The shells Morse spotted had been accumulating for millennia. During the early to middle Jomon period, roughly 4000 to 2500 BC, sea levels along Japan's Pacific coast ran five to six meters higher than they do today, and temperatures averaged about two degrees Celsius warmer. The Kanto region's coastline pushed much further inland, and the Jomon people -- Japan's prehistoric inhabitants -- built settlements along these ancient shores. They left behind shell middens: dense deposits of discarded mollusk shells mixed with animal bones, pottery fragments, stone tool flakes, and botanical material. These middens are archaeological treasure troves, layered records of diet, environment, and daily life spanning centuries. Most are found along the Pacific coast, but the Omori mound sat unusually close to what would become one of the most densely urban corridors on Earth.

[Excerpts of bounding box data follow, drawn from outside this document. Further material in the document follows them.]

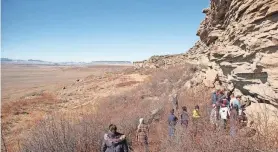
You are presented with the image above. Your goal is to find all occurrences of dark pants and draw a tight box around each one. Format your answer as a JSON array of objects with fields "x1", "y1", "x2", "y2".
[
  {"x1": 192, "y1": 118, "x2": 199, "y2": 136},
  {"x1": 168, "y1": 126, "x2": 175, "y2": 137},
  {"x1": 221, "y1": 119, "x2": 227, "y2": 129}
]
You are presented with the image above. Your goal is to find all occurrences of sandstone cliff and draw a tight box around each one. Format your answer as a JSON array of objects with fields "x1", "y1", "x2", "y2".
[{"x1": 135, "y1": 0, "x2": 278, "y2": 105}]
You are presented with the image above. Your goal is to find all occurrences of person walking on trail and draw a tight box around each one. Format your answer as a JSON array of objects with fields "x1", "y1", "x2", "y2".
[
  {"x1": 136, "y1": 118, "x2": 149, "y2": 152},
  {"x1": 230, "y1": 108, "x2": 238, "y2": 137},
  {"x1": 230, "y1": 94, "x2": 241, "y2": 114},
  {"x1": 210, "y1": 104, "x2": 218, "y2": 130},
  {"x1": 172, "y1": 93, "x2": 179, "y2": 110},
  {"x1": 219, "y1": 100, "x2": 230, "y2": 129},
  {"x1": 101, "y1": 124, "x2": 128, "y2": 152},
  {"x1": 211, "y1": 89, "x2": 220, "y2": 104},
  {"x1": 192, "y1": 105, "x2": 201, "y2": 136},
  {"x1": 168, "y1": 109, "x2": 178, "y2": 137},
  {"x1": 181, "y1": 106, "x2": 189, "y2": 128}
]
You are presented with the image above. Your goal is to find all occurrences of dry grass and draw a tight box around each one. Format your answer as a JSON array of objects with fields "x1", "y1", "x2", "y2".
[{"x1": 7, "y1": 65, "x2": 278, "y2": 152}]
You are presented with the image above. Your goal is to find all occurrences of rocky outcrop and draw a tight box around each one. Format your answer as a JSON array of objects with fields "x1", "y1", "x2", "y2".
[
  {"x1": 189, "y1": 0, "x2": 278, "y2": 105},
  {"x1": 135, "y1": 0, "x2": 278, "y2": 105}
]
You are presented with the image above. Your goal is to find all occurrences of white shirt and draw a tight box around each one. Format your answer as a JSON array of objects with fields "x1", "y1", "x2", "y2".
[{"x1": 219, "y1": 107, "x2": 230, "y2": 119}]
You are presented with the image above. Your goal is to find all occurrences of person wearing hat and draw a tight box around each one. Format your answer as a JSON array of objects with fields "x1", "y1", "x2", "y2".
[
  {"x1": 180, "y1": 106, "x2": 189, "y2": 128},
  {"x1": 219, "y1": 99, "x2": 230, "y2": 129},
  {"x1": 101, "y1": 124, "x2": 128, "y2": 152},
  {"x1": 168, "y1": 109, "x2": 178, "y2": 137},
  {"x1": 192, "y1": 105, "x2": 201, "y2": 136},
  {"x1": 136, "y1": 118, "x2": 149, "y2": 152},
  {"x1": 210, "y1": 104, "x2": 217, "y2": 130}
]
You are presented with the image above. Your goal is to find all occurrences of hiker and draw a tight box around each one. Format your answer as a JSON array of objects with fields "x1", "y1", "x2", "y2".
[
  {"x1": 192, "y1": 105, "x2": 201, "y2": 136},
  {"x1": 210, "y1": 104, "x2": 218, "y2": 130},
  {"x1": 136, "y1": 118, "x2": 149, "y2": 152},
  {"x1": 230, "y1": 108, "x2": 238, "y2": 137},
  {"x1": 230, "y1": 94, "x2": 241, "y2": 114},
  {"x1": 181, "y1": 106, "x2": 189, "y2": 128},
  {"x1": 211, "y1": 89, "x2": 220, "y2": 104},
  {"x1": 227, "y1": 85, "x2": 236, "y2": 103},
  {"x1": 172, "y1": 93, "x2": 179, "y2": 110},
  {"x1": 168, "y1": 109, "x2": 178, "y2": 136},
  {"x1": 219, "y1": 99, "x2": 230, "y2": 129},
  {"x1": 101, "y1": 124, "x2": 128, "y2": 152}
]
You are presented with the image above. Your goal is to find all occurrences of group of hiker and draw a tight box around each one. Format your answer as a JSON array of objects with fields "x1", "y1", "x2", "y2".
[
  {"x1": 210, "y1": 89, "x2": 246, "y2": 137},
  {"x1": 168, "y1": 89, "x2": 246, "y2": 137},
  {"x1": 101, "y1": 118, "x2": 149, "y2": 152},
  {"x1": 102, "y1": 89, "x2": 243, "y2": 152}
]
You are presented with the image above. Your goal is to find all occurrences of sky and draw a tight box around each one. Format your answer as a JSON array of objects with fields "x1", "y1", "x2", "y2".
[{"x1": 1, "y1": 0, "x2": 209, "y2": 62}]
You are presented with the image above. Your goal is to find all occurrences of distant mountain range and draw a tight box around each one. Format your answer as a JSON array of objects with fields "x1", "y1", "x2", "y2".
[{"x1": 1, "y1": 58, "x2": 132, "y2": 65}]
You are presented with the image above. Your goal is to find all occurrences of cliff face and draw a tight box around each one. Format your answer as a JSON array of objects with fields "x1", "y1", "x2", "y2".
[
  {"x1": 135, "y1": 0, "x2": 278, "y2": 105},
  {"x1": 189, "y1": 0, "x2": 278, "y2": 104}
]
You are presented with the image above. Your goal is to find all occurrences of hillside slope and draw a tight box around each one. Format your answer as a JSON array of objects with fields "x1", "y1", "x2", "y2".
[{"x1": 135, "y1": 0, "x2": 278, "y2": 105}]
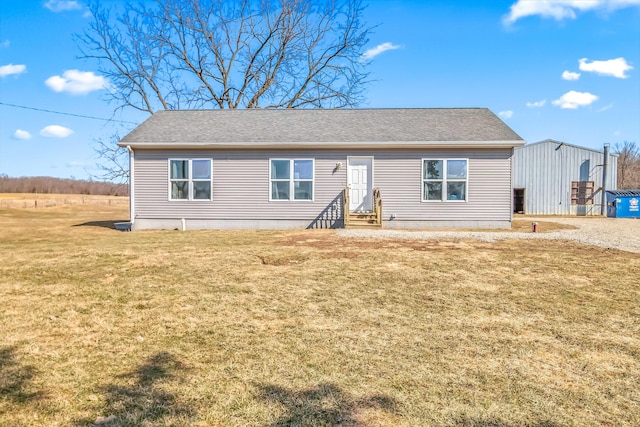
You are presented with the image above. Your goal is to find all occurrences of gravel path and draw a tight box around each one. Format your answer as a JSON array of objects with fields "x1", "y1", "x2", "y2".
[{"x1": 338, "y1": 217, "x2": 640, "y2": 253}]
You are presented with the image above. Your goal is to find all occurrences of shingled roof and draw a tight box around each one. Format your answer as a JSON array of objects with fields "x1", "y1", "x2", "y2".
[{"x1": 119, "y1": 108, "x2": 524, "y2": 148}]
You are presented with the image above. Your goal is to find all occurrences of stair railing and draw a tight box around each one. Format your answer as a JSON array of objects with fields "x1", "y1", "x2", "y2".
[
  {"x1": 342, "y1": 187, "x2": 349, "y2": 228},
  {"x1": 373, "y1": 187, "x2": 382, "y2": 226}
]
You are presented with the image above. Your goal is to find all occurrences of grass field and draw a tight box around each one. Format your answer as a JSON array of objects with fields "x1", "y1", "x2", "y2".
[{"x1": 0, "y1": 204, "x2": 640, "y2": 427}]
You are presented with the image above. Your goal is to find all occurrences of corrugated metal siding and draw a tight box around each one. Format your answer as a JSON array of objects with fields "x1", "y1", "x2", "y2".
[
  {"x1": 134, "y1": 149, "x2": 511, "y2": 221},
  {"x1": 513, "y1": 141, "x2": 617, "y2": 215}
]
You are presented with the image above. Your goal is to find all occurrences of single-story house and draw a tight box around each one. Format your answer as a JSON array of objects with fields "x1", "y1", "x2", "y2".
[
  {"x1": 513, "y1": 139, "x2": 618, "y2": 215},
  {"x1": 119, "y1": 108, "x2": 524, "y2": 230}
]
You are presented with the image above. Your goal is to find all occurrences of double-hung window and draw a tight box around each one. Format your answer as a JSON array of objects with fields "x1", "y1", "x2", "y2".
[
  {"x1": 269, "y1": 159, "x2": 314, "y2": 200},
  {"x1": 169, "y1": 159, "x2": 211, "y2": 200},
  {"x1": 422, "y1": 159, "x2": 468, "y2": 202}
]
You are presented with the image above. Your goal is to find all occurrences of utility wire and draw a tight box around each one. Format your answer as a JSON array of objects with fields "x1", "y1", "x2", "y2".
[{"x1": 0, "y1": 102, "x2": 138, "y2": 125}]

Edward Sylvester Morse had come to Japan to study brachiopods -- small marine invertebrates -- not ancient civilizations. Born in Portland, Maine in 1838, he was a self-taught naturalist who never earned a college degree yet became one of the most respected scientists of his era. His arrival in Yokohama on June 18, 1877, was supposed to be about shellfish. Two days later, the train ride changed everything. Morse secured permission from Tokyo Imperial University to excavate the site, and he brought modern field techniques that Japan had never seen: systematic layer-by-layer digging, careful recording of finds in context, comparison with similar sites worldwide. He published his findings in both English and Japanese in 1879, including detailed analysis of the shells that revealed environmental changes over time. The report became the first scientific publication of the university's Science Department. Morse is now remembered as the "Father of Japanese archaeology."

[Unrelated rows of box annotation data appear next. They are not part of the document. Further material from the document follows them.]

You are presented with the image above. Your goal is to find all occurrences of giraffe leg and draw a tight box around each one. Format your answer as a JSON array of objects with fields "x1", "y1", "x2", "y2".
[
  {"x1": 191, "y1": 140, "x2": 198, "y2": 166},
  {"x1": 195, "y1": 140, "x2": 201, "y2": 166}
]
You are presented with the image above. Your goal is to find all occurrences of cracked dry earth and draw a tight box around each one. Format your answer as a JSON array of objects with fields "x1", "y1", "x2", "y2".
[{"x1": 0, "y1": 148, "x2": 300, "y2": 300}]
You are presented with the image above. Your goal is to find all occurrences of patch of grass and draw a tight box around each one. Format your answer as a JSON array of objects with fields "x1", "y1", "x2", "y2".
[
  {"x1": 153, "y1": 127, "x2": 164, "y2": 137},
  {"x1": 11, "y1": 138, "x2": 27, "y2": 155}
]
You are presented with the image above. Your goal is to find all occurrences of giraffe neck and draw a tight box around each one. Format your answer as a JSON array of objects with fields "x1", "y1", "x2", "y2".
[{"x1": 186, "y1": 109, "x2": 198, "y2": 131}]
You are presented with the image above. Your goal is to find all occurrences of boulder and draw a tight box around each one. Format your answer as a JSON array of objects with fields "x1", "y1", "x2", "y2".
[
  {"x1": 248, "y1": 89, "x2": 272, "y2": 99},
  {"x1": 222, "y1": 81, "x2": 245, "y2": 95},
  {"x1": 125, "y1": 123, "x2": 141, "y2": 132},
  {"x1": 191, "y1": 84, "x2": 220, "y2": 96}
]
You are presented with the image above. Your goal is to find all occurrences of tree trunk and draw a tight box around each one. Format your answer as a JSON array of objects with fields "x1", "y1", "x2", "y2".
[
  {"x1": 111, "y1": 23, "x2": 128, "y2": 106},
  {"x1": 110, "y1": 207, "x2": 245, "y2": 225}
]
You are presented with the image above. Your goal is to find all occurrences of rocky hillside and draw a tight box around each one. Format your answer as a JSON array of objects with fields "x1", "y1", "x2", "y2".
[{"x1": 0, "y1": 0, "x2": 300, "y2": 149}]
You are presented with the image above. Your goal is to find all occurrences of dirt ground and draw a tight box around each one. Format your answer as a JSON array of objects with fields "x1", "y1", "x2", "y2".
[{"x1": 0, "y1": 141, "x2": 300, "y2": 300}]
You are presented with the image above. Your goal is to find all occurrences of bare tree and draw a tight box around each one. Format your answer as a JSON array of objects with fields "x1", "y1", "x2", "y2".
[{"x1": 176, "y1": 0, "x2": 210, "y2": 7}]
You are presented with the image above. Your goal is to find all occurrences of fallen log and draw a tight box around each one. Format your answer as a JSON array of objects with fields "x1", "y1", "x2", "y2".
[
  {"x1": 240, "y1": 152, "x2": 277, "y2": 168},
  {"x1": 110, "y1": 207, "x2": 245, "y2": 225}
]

For all his scientific rigor, Morse had one critical blind spot: he kept no detailed records of where, exactly, he had dug. Over the decades following the excavation, the precise location of the site became uncertain. In 1929, authorities identified a spot in the Oi neighborhood of Shinagawa and erected a stone monument reading "The Shell Mounds of Omori." But the following year, a rival site near Omori Station itself was identified and given its own monument. The two locations sit only about 300 meters apart. Given that the original midden was likely enormous, both may well be parts of the same deposit -- the Shinagawa site perhaps where Morse actually dug, the Omori site possibly what he first glimpsed from the train. Rather than settle the dispute, the Japanese government in 1955 designated both sites collectively as a National Historic Site, extending the protected area in 1986.

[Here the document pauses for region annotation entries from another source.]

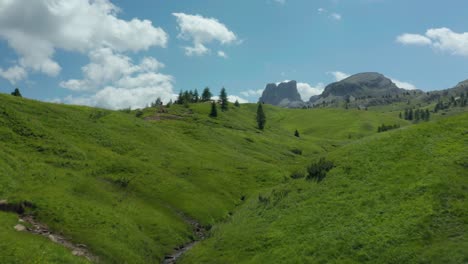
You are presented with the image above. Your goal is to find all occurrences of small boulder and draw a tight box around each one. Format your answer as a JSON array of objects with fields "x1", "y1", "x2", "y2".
[{"x1": 14, "y1": 224, "x2": 26, "y2": 232}]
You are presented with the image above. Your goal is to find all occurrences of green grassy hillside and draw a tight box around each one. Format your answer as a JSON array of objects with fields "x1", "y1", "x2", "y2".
[
  {"x1": 183, "y1": 113, "x2": 468, "y2": 263},
  {"x1": 0, "y1": 95, "x2": 407, "y2": 263}
]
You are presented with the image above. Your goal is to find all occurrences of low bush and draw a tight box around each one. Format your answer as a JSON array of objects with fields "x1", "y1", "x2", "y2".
[{"x1": 306, "y1": 158, "x2": 335, "y2": 182}]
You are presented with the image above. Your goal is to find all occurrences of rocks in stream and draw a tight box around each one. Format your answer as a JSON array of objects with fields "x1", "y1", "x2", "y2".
[{"x1": 14, "y1": 224, "x2": 26, "y2": 232}]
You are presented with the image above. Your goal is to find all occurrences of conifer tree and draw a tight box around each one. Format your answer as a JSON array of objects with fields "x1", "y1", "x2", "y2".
[
  {"x1": 294, "y1": 129, "x2": 300, "y2": 137},
  {"x1": 176, "y1": 90, "x2": 184, "y2": 104},
  {"x1": 408, "y1": 109, "x2": 413, "y2": 120},
  {"x1": 201, "y1": 87, "x2": 213, "y2": 102},
  {"x1": 219, "y1": 87, "x2": 228, "y2": 111},
  {"x1": 210, "y1": 102, "x2": 218, "y2": 117},
  {"x1": 257, "y1": 103, "x2": 266, "y2": 130}
]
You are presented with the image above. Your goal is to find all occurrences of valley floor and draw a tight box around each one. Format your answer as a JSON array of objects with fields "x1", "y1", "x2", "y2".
[{"x1": 0, "y1": 95, "x2": 468, "y2": 263}]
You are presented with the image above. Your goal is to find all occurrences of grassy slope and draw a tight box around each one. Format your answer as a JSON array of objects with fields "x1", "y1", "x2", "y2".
[
  {"x1": 0, "y1": 95, "x2": 405, "y2": 263},
  {"x1": 182, "y1": 113, "x2": 468, "y2": 263}
]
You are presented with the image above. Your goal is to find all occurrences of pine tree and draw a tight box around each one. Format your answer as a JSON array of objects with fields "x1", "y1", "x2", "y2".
[
  {"x1": 257, "y1": 103, "x2": 266, "y2": 130},
  {"x1": 210, "y1": 102, "x2": 218, "y2": 117},
  {"x1": 408, "y1": 109, "x2": 413, "y2": 120},
  {"x1": 201, "y1": 87, "x2": 213, "y2": 102},
  {"x1": 11, "y1": 88, "x2": 23, "y2": 97},
  {"x1": 176, "y1": 90, "x2": 184, "y2": 104},
  {"x1": 294, "y1": 129, "x2": 301, "y2": 137},
  {"x1": 414, "y1": 109, "x2": 422, "y2": 122},
  {"x1": 219, "y1": 87, "x2": 228, "y2": 111}
]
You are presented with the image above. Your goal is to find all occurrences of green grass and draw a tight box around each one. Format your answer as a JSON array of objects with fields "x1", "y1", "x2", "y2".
[
  {"x1": 183, "y1": 113, "x2": 468, "y2": 263},
  {"x1": 0, "y1": 212, "x2": 89, "y2": 264},
  {"x1": 0, "y1": 95, "x2": 460, "y2": 263}
]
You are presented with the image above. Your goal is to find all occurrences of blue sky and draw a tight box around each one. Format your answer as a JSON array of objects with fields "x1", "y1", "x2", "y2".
[{"x1": 0, "y1": 0, "x2": 468, "y2": 109}]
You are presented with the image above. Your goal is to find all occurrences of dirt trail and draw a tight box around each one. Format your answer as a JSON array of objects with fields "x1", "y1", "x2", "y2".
[
  {"x1": 161, "y1": 211, "x2": 207, "y2": 264},
  {"x1": 0, "y1": 200, "x2": 99, "y2": 263}
]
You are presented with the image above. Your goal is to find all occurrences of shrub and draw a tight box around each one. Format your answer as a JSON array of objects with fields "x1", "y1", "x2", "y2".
[
  {"x1": 289, "y1": 171, "x2": 305, "y2": 180},
  {"x1": 291, "y1": 148, "x2": 302, "y2": 155},
  {"x1": 135, "y1": 110, "x2": 143, "y2": 117},
  {"x1": 115, "y1": 177, "x2": 130, "y2": 188},
  {"x1": 307, "y1": 158, "x2": 334, "y2": 182}
]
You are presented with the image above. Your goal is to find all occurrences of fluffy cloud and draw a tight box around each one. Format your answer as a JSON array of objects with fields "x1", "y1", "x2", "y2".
[
  {"x1": 60, "y1": 48, "x2": 175, "y2": 109},
  {"x1": 218, "y1": 50, "x2": 227, "y2": 59},
  {"x1": 62, "y1": 83, "x2": 177, "y2": 109},
  {"x1": 327, "y1": 71, "x2": 351, "y2": 82},
  {"x1": 211, "y1": 95, "x2": 249, "y2": 104},
  {"x1": 60, "y1": 48, "x2": 164, "y2": 91},
  {"x1": 391, "y1": 78, "x2": 418, "y2": 90},
  {"x1": 297, "y1": 83, "x2": 325, "y2": 101},
  {"x1": 330, "y1": 13, "x2": 341, "y2": 21},
  {"x1": 397, "y1": 28, "x2": 468, "y2": 56},
  {"x1": 397, "y1": 33, "x2": 432, "y2": 45},
  {"x1": 172, "y1": 13, "x2": 237, "y2": 56},
  {"x1": 0, "y1": 66, "x2": 28, "y2": 84},
  {"x1": 241, "y1": 89, "x2": 263, "y2": 97},
  {"x1": 0, "y1": 0, "x2": 168, "y2": 78},
  {"x1": 317, "y1": 7, "x2": 342, "y2": 21}
]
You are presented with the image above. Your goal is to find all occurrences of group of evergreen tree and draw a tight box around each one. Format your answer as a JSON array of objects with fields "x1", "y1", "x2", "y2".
[
  {"x1": 257, "y1": 103, "x2": 266, "y2": 130},
  {"x1": 175, "y1": 89, "x2": 201, "y2": 105},
  {"x1": 151, "y1": 97, "x2": 163, "y2": 107},
  {"x1": 400, "y1": 108, "x2": 431, "y2": 122},
  {"x1": 434, "y1": 93, "x2": 468, "y2": 113},
  {"x1": 11, "y1": 88, "x2": 23, "y2": 97},
  {"x1": 207, "y1": 87, "x2": 236, "y2": 117},
  {"x1": 377, "y1": 124, "x2": 400, "y2": 133}
]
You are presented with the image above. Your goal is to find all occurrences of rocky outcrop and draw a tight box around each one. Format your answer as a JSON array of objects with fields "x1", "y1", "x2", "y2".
[
  {"x1": 259, "y1": 81, "x2": 305, "y2": 108},
  {"x1": 309, "y1": 72, "x2": 407, "y2": 105},
  {"x1": 321, "y1": 72, "x2": 405, "y2": 98}
]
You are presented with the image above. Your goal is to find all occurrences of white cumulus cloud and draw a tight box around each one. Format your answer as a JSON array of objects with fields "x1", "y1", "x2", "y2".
[
  {"x1": 297, "y1": 82, "x2": 325, "y2": 101},
  {"x1": 397, "y1": 28, "x2": 468, "y2": 56},
  {"x1": 327, "y1": 71, "x2": 351, "y2": 82},
  {"x1": 240, "y1": 89, "x2": 263, "y2": 97},
  {"x1": 218, "y1": 50, "x2": 227, "y2": 59},
  {"x1": 211, "y1": 95, "x2": 249, "y2": 104},
  {"x1": 330, "y1": 13, "x2": 341, "y2": 21},
  {"x1": 397, "y1": 33, "x2": 432, "y2": 45},
  {"x1": 0, "y1": 66, "x2": 28, "y2": 84},
  {"x1": 172, "y1": 13, "x2": 237, "y2": 56},
  {"x1": 0, "y1": 0, "x2": 168, "y2": 78},
  {"x1": 60, "y1": 48, "x2": 174, "y2": 109}
]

Today the Omori Shell Mounds sit in one of the most heavily urbanized landscapes on the planet. The railway line that carried Morse past the site in 1877 still runs, now as the Tokaido Main Line, one of Japan's busiest rail corridors. The ancient coastline where Jomon people harvested shellfish six thousand years ago is buried beneath apartment blocks, convenience stores, and station platforms. Yet the stone monuments remain, marking a place where the deep past breaks through the surface of modern Tokyo. The pottery Morse unearthed -- classified as late to final Jomon period ware -- still sits in the University of Tokyo's collection, physical proof that beneath the concrete and neon of the world's largest metropolitan area, there are layers of human history reaching back millennia. Every commuter passing through Omori Station rides over ground that once fed a civilization.
Located at 35.59°N, 139.73°E on the border of Shinagawa and Ota wards in southern Tokyo. The site sits along the Tokaido Main Line rail corridor, visible as the dense rail infrastructure running south from central Tokyo toward Yokohama. From altitude, the area is indistinguishable from the surrounding urban fabric of southern Tokyo. Best viewed at 2,000-3,000 feet AGL following the rail line south from Shinagawa Station. Tokyo Haneda International Airport (RJTT) lies approximately 3 nautical miles to the south-southeast, making this site easily visible on approach or departure from Haneda. The old Tokyo Bay shoreline once extended much further inland through this area.